1: Walthers TT: I got caught with one of the 90 footers as well. It looks the part, & almost identical to out NSW 90ft tables. Problems with it included, flimsy weak plastic, jerky rotation, & very ambiquous instructions on how to power the thing.
I checked out the new powered 130ft table, totally unprototypical for our conditions, but for the price of $400.00, I chose a locally produced one that measured in at a scale 125ft. Again not prototypical but makde of pressed metal, brass & some urethane. The reason why the table was built oversize was for those who model U.S railroads, but also for those who have various versions of our garrats. While they were 100" wheel base they were ove 106 length over buffers, & in the model form some came in at a scale 115 wheel base, so the 125 was a compromise. it comes with a belt ddrive & pin indexing, the problem with this is that it stops at each road, but at the price & the utter strength of the table it is the best option, although expensive.

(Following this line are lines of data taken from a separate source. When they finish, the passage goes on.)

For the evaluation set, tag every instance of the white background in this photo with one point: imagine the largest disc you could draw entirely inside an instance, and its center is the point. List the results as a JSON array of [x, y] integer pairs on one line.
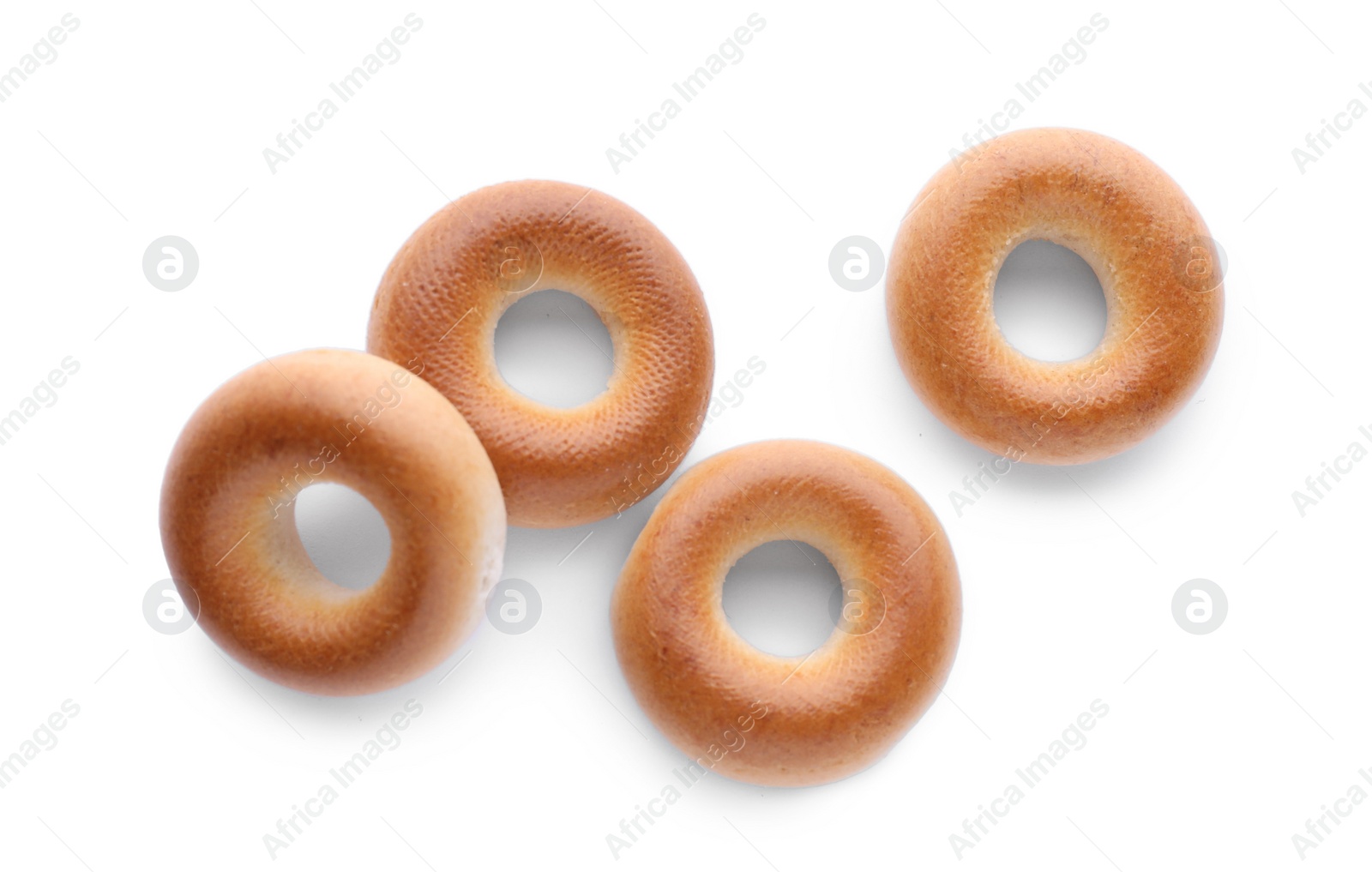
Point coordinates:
[[1216, 749]]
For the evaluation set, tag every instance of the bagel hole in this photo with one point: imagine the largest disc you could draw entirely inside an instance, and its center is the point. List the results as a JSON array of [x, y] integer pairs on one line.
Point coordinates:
[[1049, 302], [779, 597], [343, 533], [553, 348]]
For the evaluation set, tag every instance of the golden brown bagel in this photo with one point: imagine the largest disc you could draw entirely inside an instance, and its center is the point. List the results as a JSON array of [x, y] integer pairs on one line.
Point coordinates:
[[788, 720], [228, 521], [438, 304], [1122, 215]]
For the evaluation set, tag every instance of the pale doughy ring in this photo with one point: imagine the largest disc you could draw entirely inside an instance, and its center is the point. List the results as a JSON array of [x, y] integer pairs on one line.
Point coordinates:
[[449, 286], [1122, 215], [228, 521], [788, 720]]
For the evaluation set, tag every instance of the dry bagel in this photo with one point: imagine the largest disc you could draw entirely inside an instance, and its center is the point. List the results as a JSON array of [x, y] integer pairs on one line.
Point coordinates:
[[1124, 217], [788, 720], [438, 304], [228, 521]]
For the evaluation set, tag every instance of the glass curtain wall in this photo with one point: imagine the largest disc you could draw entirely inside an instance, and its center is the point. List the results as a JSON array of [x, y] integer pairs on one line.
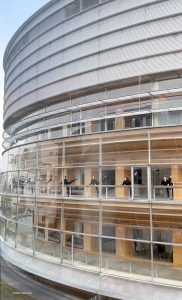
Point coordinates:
[[105, 202]]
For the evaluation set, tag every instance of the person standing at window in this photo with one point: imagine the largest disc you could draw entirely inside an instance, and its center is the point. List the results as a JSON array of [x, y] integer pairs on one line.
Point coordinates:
[[94, 182]]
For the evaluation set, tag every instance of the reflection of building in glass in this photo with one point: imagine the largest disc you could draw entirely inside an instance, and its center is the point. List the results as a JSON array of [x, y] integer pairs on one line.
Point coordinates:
[[94, 88]]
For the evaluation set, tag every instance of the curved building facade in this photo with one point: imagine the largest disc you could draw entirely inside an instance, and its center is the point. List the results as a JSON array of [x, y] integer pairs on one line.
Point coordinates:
[[92, 172]]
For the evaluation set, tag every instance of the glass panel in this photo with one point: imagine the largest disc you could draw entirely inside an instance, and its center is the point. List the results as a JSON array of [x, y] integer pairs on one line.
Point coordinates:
[[75, 129], [126, 106], [168, 118], [167, 83], [167, 102], [166, 145], [88, 258], [50, 154], [27, 157], [125, 148], [162, 177], [47, 244], [5, 161], [8, 206], [47, 182], [24, 238], [67, 249], [25, 210], [11, 233], [55, 132], [13, 182], [94, 112], [2, 228], [13, 161], [116, 183], [138, 121], [75, 116], [132, 258], [167, 234], [140, 183], [4, 183], [82, 150]]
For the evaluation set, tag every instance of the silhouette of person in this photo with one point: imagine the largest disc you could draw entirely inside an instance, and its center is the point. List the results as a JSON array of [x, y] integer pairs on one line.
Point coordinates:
[[66, 182], [94, 182], [166, 182], [127, 181], [44, 184]]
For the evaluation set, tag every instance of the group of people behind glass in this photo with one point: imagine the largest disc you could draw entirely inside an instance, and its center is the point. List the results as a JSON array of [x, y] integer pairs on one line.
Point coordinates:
[[165, 182]]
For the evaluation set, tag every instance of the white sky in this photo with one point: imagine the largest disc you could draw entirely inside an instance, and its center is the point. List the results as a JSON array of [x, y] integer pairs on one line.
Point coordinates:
[[12, 14]]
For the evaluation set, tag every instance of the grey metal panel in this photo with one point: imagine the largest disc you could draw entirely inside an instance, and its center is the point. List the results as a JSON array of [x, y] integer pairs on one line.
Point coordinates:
[[38, 17], [110, 40], [164, 8], [117, 55]]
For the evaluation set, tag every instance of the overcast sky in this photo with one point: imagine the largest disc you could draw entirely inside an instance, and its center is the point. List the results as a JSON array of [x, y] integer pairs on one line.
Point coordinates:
[[12, 14]]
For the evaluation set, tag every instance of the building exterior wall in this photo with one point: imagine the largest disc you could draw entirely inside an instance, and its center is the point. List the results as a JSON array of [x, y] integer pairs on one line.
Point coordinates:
[[94, 88]]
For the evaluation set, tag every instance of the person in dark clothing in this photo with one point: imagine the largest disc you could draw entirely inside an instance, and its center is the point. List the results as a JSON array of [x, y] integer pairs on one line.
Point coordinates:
[[44, 184], [126, 181], [66, 182], [94, 182], [166, 182]]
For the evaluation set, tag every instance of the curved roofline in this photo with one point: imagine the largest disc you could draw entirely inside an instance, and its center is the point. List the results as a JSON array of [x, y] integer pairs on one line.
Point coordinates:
[[40, 10]]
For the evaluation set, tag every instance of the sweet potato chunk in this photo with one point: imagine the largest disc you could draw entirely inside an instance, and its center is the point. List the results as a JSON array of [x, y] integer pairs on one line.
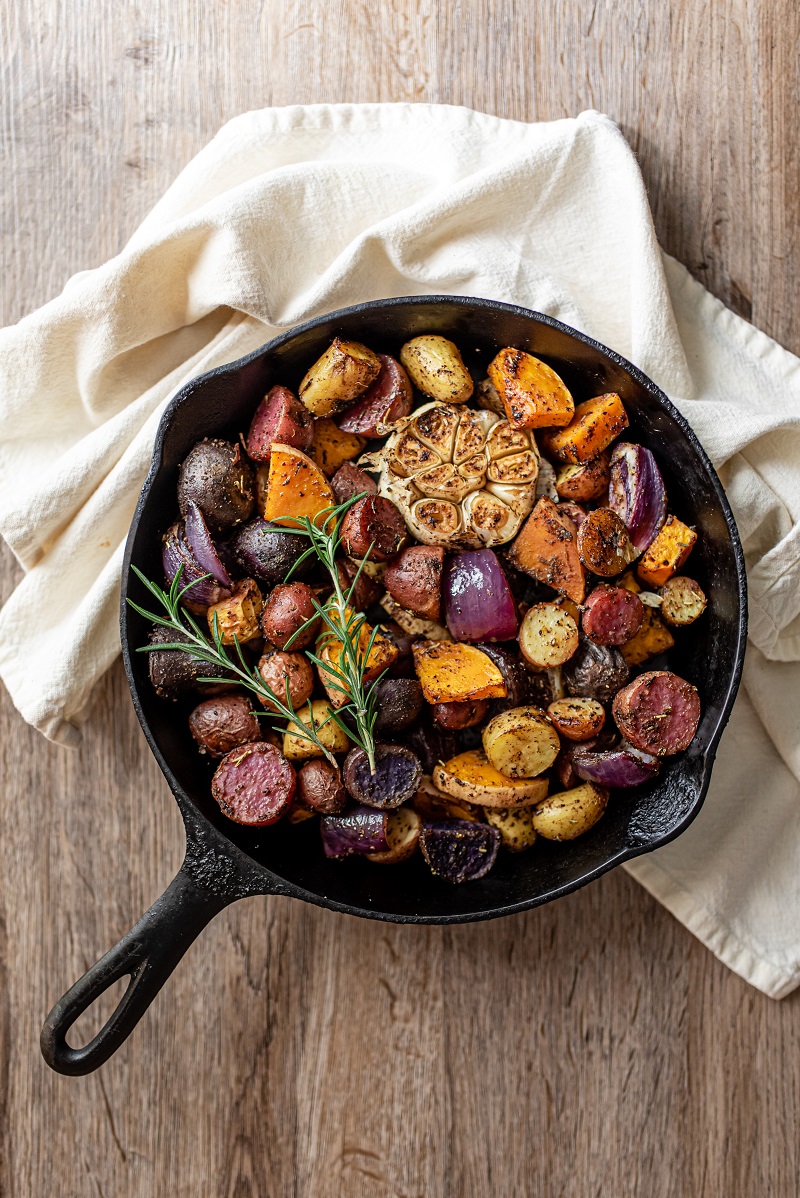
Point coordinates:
[[471, 778], [595, 424], [452, 672], [296, 486], [546, 549], [533, 394], [667, 552], [332, 447]]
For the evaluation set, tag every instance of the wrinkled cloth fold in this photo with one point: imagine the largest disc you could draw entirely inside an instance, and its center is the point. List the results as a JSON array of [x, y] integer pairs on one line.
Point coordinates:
[[289, 213]]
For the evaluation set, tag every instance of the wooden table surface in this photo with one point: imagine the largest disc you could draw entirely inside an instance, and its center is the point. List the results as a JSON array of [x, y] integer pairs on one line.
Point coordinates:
[[591, 1047]]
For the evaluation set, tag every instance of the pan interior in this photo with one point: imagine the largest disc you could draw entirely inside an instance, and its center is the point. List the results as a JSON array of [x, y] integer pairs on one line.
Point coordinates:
[[708, 653]]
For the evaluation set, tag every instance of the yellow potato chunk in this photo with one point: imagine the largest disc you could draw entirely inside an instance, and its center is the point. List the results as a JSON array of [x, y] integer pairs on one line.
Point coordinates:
[[436, 368], [338, 377], [549, 635], [334, 738], [569, 814], [515, 826], [521, 742]]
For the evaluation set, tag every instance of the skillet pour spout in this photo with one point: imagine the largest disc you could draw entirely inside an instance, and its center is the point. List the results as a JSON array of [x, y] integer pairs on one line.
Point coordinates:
[[226, 861]]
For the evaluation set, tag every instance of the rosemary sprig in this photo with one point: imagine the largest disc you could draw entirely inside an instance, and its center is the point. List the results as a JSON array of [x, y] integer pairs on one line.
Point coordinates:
[[341, 625]]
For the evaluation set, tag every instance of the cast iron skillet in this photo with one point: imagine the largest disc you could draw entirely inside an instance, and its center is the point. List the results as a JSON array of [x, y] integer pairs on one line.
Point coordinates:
[[225, 861]]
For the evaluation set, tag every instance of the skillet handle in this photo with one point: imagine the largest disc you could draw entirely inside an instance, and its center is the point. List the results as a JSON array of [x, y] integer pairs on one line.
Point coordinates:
[[149, 954]]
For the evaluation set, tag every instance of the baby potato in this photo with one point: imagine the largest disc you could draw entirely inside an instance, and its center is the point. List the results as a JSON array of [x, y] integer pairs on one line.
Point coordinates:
[[436, 368], [569, 814], [683, 600], [237, 617], [515, 826], [334, 738], [549, 635], [521, 742], [338, 377], [577, 719]]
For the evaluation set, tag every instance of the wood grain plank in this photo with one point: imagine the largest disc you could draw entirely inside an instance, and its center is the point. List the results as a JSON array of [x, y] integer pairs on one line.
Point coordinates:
[[588, 1047]]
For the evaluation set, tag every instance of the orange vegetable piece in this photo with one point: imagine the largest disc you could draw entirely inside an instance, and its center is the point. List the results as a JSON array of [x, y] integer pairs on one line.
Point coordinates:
[[546, 549], [332, 447], [296, 486], [453, 672], [595, 424], [665, 555], [533, 394]]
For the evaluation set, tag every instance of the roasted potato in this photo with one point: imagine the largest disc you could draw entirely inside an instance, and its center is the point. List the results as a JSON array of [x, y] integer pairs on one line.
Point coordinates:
[[286, 610], [471, 778], [413, 624], [569, 814], [533, 395], [652, 639], [217, 477], [585, 480], [402, 828], [521, 742], [549, 635], [683, 600], [279, 670], [436, 368], [237, 617], [604, 545], [331, 734], [515, 826], [595, 671], [338, 377], [577, 719], [219, 725], [332, 447]]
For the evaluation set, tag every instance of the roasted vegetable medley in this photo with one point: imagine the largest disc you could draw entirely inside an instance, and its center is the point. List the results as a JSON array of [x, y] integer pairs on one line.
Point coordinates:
[[416, 607]]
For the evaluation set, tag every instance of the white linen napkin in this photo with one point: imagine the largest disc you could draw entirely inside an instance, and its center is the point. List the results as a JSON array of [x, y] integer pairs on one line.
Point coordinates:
[[291, 212]]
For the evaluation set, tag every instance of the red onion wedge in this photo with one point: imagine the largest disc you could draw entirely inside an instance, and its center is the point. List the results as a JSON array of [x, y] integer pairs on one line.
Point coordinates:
[[202, 546], [617, 768], [478, 600], [637, 494], [176, 552], [361, 830]]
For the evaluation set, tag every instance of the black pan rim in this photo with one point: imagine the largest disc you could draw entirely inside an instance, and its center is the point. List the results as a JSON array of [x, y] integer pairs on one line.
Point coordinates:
[[256, 877]]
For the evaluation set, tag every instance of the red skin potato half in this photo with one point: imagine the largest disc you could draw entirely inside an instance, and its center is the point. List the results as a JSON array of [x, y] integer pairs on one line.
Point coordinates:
[[288, 607], [254, 785], [282, 418], [386, 400], [351, 479], [612, 615], [658, 713]]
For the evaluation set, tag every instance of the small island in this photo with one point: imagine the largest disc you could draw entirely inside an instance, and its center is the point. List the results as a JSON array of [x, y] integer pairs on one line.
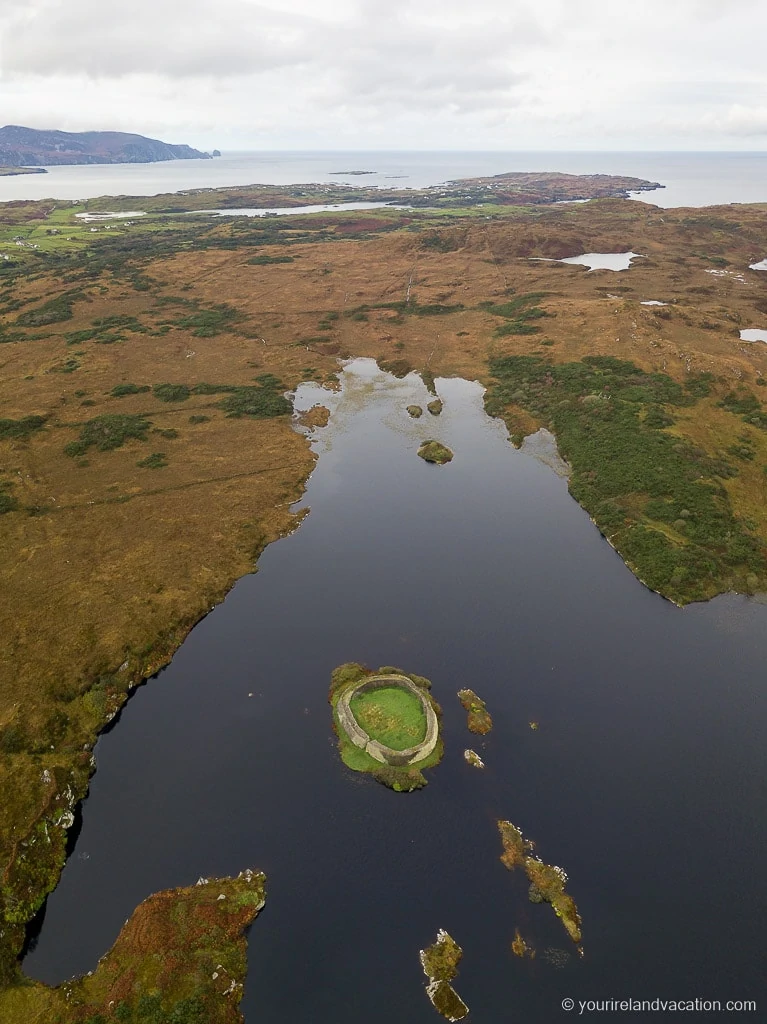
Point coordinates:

I also checked out the people who advertise in MR turntables made to order. With exchange rate too expensive, beside they never answered 3 emails of mine.
2: We had a common use of the turntables in depots with roundhouses beside just for entering, storage & departing engines. Often engines in repairs were required to be moved, or the engine & tender seperated to different roads or, a dead engine to be turned & put back into the same or another road for additional work.
This required the positioning of in steam engines on the different roads across the table. An engine would thus pull the dead one on to the bridge, where the engine was chocked & set, the engine in steam would move off the bridge, & stable. The required turning would take place, with an engine positioned opposite the locations where it was required to be put, then the engine would be pushed & positioned in its new position.
This also occured in some depots where wagone repair facilites were available, & the above events took place with wagon moves.